CHARLES (4)

Promenade avec Charles, hier, jusque vers le bassin de l’Arsenal. Beaucoup de monde dans les rues, presque autant qu’un dimanche ordinaire. On entend une femme s’engueuler avec des flics. On évite, dès qu’on aperçoit une voiture de police, de croiser son chemin. Des mecs font leur jogging, passant à quelques centimètres de nous. Je m’irrite, comme souvent, de voir courir une nana en tenue moulante, auprès de son compagnon qui porte un short. On se scandalise de voir ouverts tous ces marchands de vin, alors qu’on a fermé les librairies.

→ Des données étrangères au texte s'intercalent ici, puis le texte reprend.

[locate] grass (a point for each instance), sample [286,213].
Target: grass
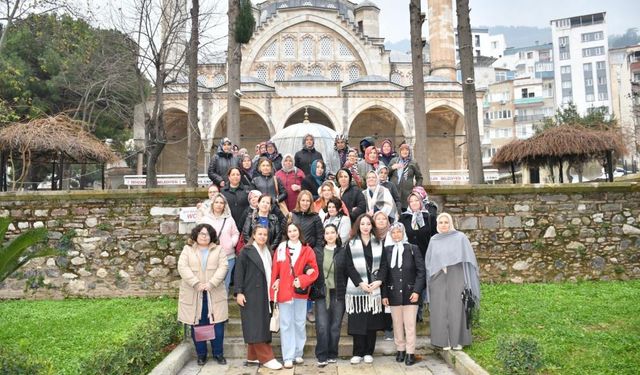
[68,333]
[583,328]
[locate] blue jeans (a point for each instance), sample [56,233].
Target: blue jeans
[216,344]
[328,323]
[227,279]
[293,335]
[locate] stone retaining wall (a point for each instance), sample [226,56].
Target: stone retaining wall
[127,242]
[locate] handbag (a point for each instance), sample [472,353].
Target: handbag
[274,323]
[204,332]
[282,205]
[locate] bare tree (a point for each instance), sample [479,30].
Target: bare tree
[193,130]
[416,18]
[474,154]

On s’amuse de ma tendance à m’énerver, quoi que fasse autrui. Les gens qui ne foutent rien m’agacent, les gens qui en font trop m’exaspèrent. Ce qui me sauve, c’est de savoir me moquer de moi- même. Charles le reconnaît, en citant un livre où je parle du fou qui me tire par la manche. Cela lui évoque une figure de la tradition juive, le Dibbouk, que l’on porte avec soi et qui ne regarde jamais que de travers. Il me parle des Juifs d’aujourd’hui, hantés, fût-ce inconsciemment, par le souvenir d’une Shoah qu’ils n’ont pas connue. Ce rapport à la mort, pour ma part, je l’éprouve plutôt du côté catholique, à travers les récits dramatiques que me faisait mon père.

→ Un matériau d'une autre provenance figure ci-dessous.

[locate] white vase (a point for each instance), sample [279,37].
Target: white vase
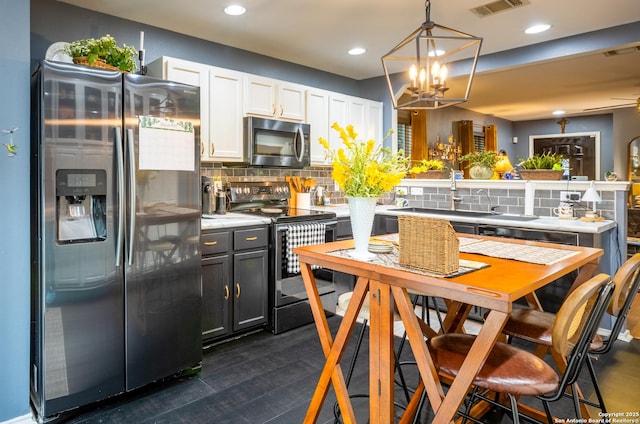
[362,211]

Il me parle de ce goût que j’ai pour le passé, “plus que de raison”. J’aime ce qui pourrit. Je suis, à cet égard, l’opposé de son ami Viken, qui considère comme ringard tout ce qui ne touche pas au contemporain. C’est un thème fréquent de discussion, une façon de se définir dans le contraste des caractères. Viken est persuadé que, sans mon influence, Charles ne s’intéresserait pas à l’opérette, ou aux films de Jean Yanne. On projette de lui faire une blague, en lui faisant croire que Charles va écrire une biographie de Jean Dutourd. En remontant la rue Saint-Ambroise, on rit comme des collégiens.